Large-scale, Fast and Accurate Shot Boundary Detection through Spatio-temporal Convolutional Neural Networks
This work addresses the need for efficient and accurate video pre-processing for video manipulation tasks, representing an incremental improvement over existing techniques.
The paper tackles shot boundary detection in videos by introducing a spatio-temporal CNN approach, achieving up to 11 times faster processing than state-of-the-art methods while outperforming in dissolve detection and showing competitive or improved performance in other transition types.
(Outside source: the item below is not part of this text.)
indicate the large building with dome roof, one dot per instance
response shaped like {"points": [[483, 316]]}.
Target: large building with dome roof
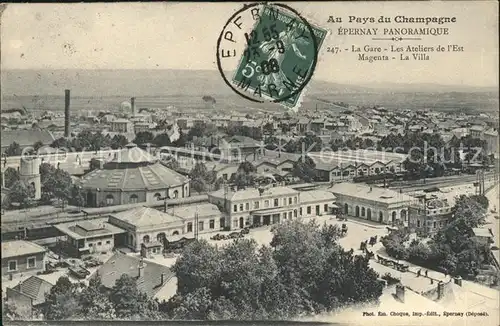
{"points": [[132, 176]]}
Shot boundary detection (SBD) is an important pre-processing step for video manipulation. Here, each segment of frames is classified as either sharp, gradual or no transition. Current SBD techniques analyze hand-crafted features and attempt to optimize both detection accuracy and processing speed. However, the heavy computations of optical flow prevents this. To achieve this aim, we present an SBD technique based on spatio-temporal Convolutional Neural Networks (CNN). Since current datasets are not large enough to train an accurate SBD CNN, we present a new dataset containing more than 3.5 million frames of sharp and gradual transitions. The transitions are generated synthetically using image compositing models. Our dataset contain additional 70,000 frames of important hard-negative no transitions. We perform the largest evaluation to date for one SBD algorithm, on real and synthetic data, containing more than 4.85 million frames. In comparison to the state of the art, we outperform dissolve gradual detection, generate competitive performance for sharp detections and produce significant improvement in wipes. In addition, we are up to 11 times faster than the state of the art.